Roco Winery The Soles' small Wits' End Vineyard is situated on the southwest slope of the Chehalem Mountain Range, which recently has been approved as a distinctive American Viticultural Area (AVA). The site is superbly located at an elevation of 400'. In the winter the Chehalem Mountains rise up behind the vineyard protecting the vines from northeast Arctic winds, and in the summer the Dundee Hills (to the south) help to transition the Pacific Ocean winds into gentle afternoon breezes.
The vineyard was planted to a high plant density (2,200 vines per acre) on devigorated rootstocks with what Rollin considers "the three sexiest Dijon Pinot Noir clones available". Wits' End Vineyard site is predominantly marine sedimentary soil and farmed for low yields. Further, the 7-acre vineyard is enhanced by the unusual presence of two, year-round, fresh water springs. The private, cloistered nature and tranquility of the site flows into the essence of the wine.
The Chehalem Mountains are a single uplifted landmass with spurs, mountains and ridges such as Ribbon Ridge, Parrott Mountain and Bald Peak, which, at 1,663 feet above sea level, is the highest point within the Willamette Valley. This fluctuating topography means that growing conditions vary considerably throughout the range, resulting in grape ripening which can differ by as much as three weeks.
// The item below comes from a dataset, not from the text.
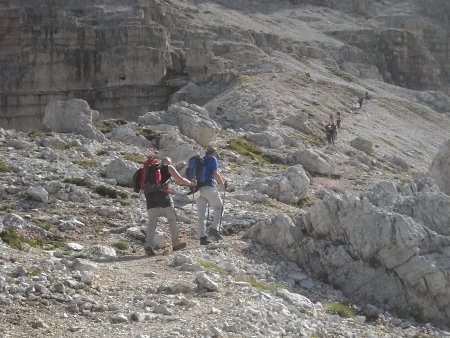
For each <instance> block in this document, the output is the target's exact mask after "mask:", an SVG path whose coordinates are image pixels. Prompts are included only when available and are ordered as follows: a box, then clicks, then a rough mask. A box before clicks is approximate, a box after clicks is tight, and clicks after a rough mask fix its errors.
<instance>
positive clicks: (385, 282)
mask: <svg viewBox="0 0 450 338" xmlns="http://www.w3.org/2000/svg"><path fill="white" fill-rule="evenodd" d="M449 215H450V198H449V197H448V196H446V195H444V194H442V193H440V192H439V191H438V189H437V188H436V186H433V185H432V184H431V182H430V181H429V180H427V179H422V180H418V181H417V182H412V183H410V184H405V185H399V186H395V185H394V184H392V183H386V184H381V185H378V186H376V187H374V189H372V190H371V191H369V192H367V193H366V194H364V195H362V196H360V197H356V196H353V195H351V194H348V193H342V194H334V193H333V194H329V195H328V196H326V197H325V198H324V199H323V200H322V201H321V202H318V203H316V204H315V205H314V206H312V207H311V209H310V210H309V211H308V212H307V213H305V214H300V215H298V216H297V217H296V218H295V220H292V219H291V218H289V217H288V216H287V215H283V214H280V215H276V216H274V217H273V218H272V219H271V220H264V221H262V222H260V223H258V224H257V225H255V226H254V227H252V228H251V229H250V230H249V232H248V234H247V235H248V236H249V237H251V238H255V239H257V240H258V241H259V242H260V243H263V244H265V245H269V246H271V247H272V248H274V249H275V250H277V251H278V252H280V253H282V254H283V255H285V257H287V258H289V259H291V260H294V261H296V262H298V263H300V264H301V265H303V266H304V267H306V268H307V269H309V270H310V271H312V272H313V273H314V274H315V275H316V276H320V277H321V278H323V279H325V280H327V281H329V282H330V283H332V284H334V285H336V286H338V287H339V288H341V289H342V290H343V292H344V293H345V294H347V295H349V296H350V295H352V296H353V297H356V298H359V299H364V300H366V301H368V302H371V303H372V304H388V306H389V307H390V308H391V309H392V310H395V311H397V312H399V313H402V314H406V315H411V316H414V317H416V318H419V319H421V320H424V321H429V322H434V323H437V324H439V325H448V323H449V318H450V302H449V299H450V294H449V290H450V279H449V272H450V265H449V263H448V262H449V257H450V256H449V252H450V231H449V229H448V224H450V216H449ZM436 234H438V236H436Z"/></svg>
Tasting panels have determined that Chehalem Mountain wines share several common characteristics such as intensity of fruit flavors, often with a certain spiciness, and balanced tannins. The profiles are most evident in the Pinot Noirs, which, depending on soil type and meso-climate, can be elegant and spicy with red fruit, or deep and firmly structured with black fruit tones.
More about Chehalem Mountain AVA:
The Chehalem Mountains (pronounced "Sha-HAY-lum") is one of many unique growing regions in the Willamette Valley and throughout the state of Oregon," Located approximately 19 miles southwest of Portland, the new AVA is home to 31 wineries and encompasses 68,265 acres of which more than 1,600 are planted to wine grapes in over 100 vineyards. The region spans portions of Clackamas, Yamhill and Washington counties, and stretches 20 miles from the outskirts of Wilsonville in the southeast, past Sherwood and Newberg almost to Forest Grove in the northwest.
Pinot Noir is the predominant grape variety in the Chehalem Mountains. Pinot Gris and Chardonnay are also widely grown and, to a lesser extent, Pinot blanc and Riesling.
The AVA approval is the final result of a collaborative process started in 2001, when north Willamette Valley winegrowers started meeting to define six new AVA's in the most densely planted of Oregon's wine growing areas. The TTB approved AVA petitions for nearby Dundee Hills, Yamhill-Carlton District, McMinnville, Ribbon Ridge and Eola and Amity Hills.
Differentiating characteristics for the Chehalem Mountains AVA:
Soils: There are three distinct soil types: brown marine sedimentary soils laid down under the ocean 20 million years ago; deep red basaltic soils derived from 13 million year-old lava flows; and gray ice age loess soils blown onto the north side of the mountains in the last million years.
Elevation: Most vineyards lie between 200 and 1,000 feet.
Climate: Temperatures vary within this region more than any other in the Willamette Valley because of the significant variations in elevation and exposure. Annual precipitation ranges from 37 inches in the lower elevations to almost 60 inches at the highest elevation.
Wine Industry: There are more vineyards and wineries within this AVA than within any of the others newly recognized. But the vineyards tend to be smaller (12.9 acres is the average) and just 2% of the AVA is planted to grapes, partially because the AVA is so large.